Our welcome at the apartment we had rented was equally warm.  The place had been remodeled since we'd seen it last year and was even more charming than the photos we'd seen over the summer.  The  thoughtful hosts had left us a bottle of wine and a snack of cashews; in the fridge was our first breakfast: juice, apples, grapes, a loaf of bread, butter, eggs, and some of that spectacular Dutch cheese. Actually enough food for dinner that night and breakfast the next morning.  We'd only been on the island a couple of hours, our greeting was warm in both the hospitality sense by the friendly people, and the temperature sense (82F/28C) and already we were totally relaxed.  Perfect!

What the weary traveler appreciates!

Wednesday, March 11, 2015

Tropical Escape


While our friends in the Northeast are looking at a forecast like this,

Snow Forecast from meteorologist Kait Parker's facebook page

our forecast looks like this:

25 January 2015 forecast from Weather Underground

It's even chilly in St Augustine, so we're on our annual tropical getaway.  And while I've always said that it's my goal to design a life that I don't need a vacation from, this getaway is more about travel and variety than an actual "vacation" from a life that's plenty fun as is.

A couple of years ago I was chatting online with friend Jorge. He described with excitement a vacation he'd recently taken: a week living aboard a dive boat in the tropics, just jumping overboard any time he felt like snorkeling.  

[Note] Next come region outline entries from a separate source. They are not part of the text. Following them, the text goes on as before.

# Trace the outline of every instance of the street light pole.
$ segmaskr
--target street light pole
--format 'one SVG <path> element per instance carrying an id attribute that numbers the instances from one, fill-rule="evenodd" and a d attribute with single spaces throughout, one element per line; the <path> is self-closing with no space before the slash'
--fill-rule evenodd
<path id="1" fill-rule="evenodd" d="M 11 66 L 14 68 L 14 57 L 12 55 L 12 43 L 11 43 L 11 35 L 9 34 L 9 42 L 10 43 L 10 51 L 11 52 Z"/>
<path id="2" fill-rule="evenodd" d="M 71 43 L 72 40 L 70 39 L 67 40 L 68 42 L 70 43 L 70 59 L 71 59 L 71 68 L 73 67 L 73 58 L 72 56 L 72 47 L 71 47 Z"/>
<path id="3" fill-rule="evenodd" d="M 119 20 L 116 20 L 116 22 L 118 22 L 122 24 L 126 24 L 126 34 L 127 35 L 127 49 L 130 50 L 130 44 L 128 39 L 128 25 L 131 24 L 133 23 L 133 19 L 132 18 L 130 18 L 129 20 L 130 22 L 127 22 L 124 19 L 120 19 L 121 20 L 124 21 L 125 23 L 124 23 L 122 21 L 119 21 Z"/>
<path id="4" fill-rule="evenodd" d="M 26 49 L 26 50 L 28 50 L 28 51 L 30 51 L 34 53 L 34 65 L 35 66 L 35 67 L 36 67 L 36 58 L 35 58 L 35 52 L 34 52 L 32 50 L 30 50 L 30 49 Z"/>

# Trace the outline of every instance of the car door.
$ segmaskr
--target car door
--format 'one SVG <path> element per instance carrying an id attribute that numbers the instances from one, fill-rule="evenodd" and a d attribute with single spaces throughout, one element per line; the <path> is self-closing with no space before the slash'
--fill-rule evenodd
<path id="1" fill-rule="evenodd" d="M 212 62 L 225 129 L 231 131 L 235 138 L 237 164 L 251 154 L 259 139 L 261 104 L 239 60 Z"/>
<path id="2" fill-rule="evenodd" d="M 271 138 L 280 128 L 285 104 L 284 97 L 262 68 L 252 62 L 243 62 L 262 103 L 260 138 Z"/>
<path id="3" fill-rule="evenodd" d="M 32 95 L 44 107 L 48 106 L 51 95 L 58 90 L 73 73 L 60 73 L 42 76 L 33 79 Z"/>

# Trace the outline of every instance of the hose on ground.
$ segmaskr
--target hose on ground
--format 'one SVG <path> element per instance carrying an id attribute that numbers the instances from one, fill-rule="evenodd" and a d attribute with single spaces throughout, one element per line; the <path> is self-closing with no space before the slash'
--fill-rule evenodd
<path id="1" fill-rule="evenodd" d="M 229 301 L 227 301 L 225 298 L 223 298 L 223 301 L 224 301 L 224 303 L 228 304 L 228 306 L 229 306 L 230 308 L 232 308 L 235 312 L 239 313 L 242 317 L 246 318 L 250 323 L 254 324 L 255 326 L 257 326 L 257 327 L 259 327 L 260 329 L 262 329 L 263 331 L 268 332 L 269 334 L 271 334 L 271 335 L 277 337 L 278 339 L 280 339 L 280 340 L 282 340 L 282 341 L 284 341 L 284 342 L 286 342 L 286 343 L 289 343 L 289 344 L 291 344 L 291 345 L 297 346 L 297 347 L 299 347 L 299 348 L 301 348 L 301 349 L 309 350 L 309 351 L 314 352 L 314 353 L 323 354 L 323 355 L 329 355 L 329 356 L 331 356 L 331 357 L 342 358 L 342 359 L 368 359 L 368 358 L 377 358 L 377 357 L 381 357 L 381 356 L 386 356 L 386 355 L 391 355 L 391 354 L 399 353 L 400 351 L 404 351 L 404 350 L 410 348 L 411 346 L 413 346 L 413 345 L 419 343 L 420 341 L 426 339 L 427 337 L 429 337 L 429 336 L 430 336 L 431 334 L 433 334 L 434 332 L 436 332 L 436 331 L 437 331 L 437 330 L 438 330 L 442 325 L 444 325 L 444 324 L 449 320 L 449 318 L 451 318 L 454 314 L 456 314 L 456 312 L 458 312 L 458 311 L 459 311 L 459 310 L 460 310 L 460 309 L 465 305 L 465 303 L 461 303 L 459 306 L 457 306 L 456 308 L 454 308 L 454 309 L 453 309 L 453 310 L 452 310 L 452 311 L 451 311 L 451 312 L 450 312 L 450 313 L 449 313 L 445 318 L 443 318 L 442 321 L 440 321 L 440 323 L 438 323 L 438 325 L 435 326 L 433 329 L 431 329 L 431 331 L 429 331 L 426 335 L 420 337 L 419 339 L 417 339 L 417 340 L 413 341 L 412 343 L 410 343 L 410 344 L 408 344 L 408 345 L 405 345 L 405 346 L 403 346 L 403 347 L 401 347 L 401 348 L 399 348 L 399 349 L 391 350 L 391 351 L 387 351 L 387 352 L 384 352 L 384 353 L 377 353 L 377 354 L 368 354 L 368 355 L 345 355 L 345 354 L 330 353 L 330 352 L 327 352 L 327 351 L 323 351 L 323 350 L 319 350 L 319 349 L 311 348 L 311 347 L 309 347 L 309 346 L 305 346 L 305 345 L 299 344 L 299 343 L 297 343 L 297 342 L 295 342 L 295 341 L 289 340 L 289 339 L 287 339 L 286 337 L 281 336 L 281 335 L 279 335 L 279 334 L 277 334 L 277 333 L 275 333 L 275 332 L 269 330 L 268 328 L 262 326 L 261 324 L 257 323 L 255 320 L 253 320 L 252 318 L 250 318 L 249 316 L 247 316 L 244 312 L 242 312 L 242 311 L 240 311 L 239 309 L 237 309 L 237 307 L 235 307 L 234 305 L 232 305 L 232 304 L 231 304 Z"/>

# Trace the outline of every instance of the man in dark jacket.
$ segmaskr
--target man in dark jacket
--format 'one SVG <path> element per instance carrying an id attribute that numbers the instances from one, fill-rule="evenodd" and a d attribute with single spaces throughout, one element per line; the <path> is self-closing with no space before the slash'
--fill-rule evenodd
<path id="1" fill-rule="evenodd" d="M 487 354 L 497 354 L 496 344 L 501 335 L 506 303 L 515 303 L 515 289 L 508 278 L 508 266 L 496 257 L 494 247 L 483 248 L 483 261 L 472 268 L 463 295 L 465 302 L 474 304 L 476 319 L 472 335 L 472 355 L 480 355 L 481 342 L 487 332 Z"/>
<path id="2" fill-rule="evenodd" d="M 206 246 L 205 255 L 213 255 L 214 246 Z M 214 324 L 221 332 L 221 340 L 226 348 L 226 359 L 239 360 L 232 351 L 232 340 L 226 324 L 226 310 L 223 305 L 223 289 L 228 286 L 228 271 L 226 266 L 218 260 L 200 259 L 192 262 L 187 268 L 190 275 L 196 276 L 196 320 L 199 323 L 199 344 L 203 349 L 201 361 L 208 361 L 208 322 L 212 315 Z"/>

"But Jorge," I protested, "you've just described my everyday life!  So when I'm on vacation, I want to do the opposite! I want to stay on land.  For me land life is like a vacation in a luxury resort. Just think ... infinite hot water!  A car to go to the grocery store whenever we want!  Drinking wine from real glass stemware instead of plastic!  I want to revel in all the ordinary things I took for granted before we moved aboard and started cruising." 

We've rented a simple 1-bedroom apartment -- ironically, it's about 33 feet long, the same as our boat -- with a view of a xeriscaped garden.  The wind blowing the leaves of the palm trees sounds a lot like surf crashing on the shore.  Home sweet (simple) home for the next month.

The path to our front door winds through the garden.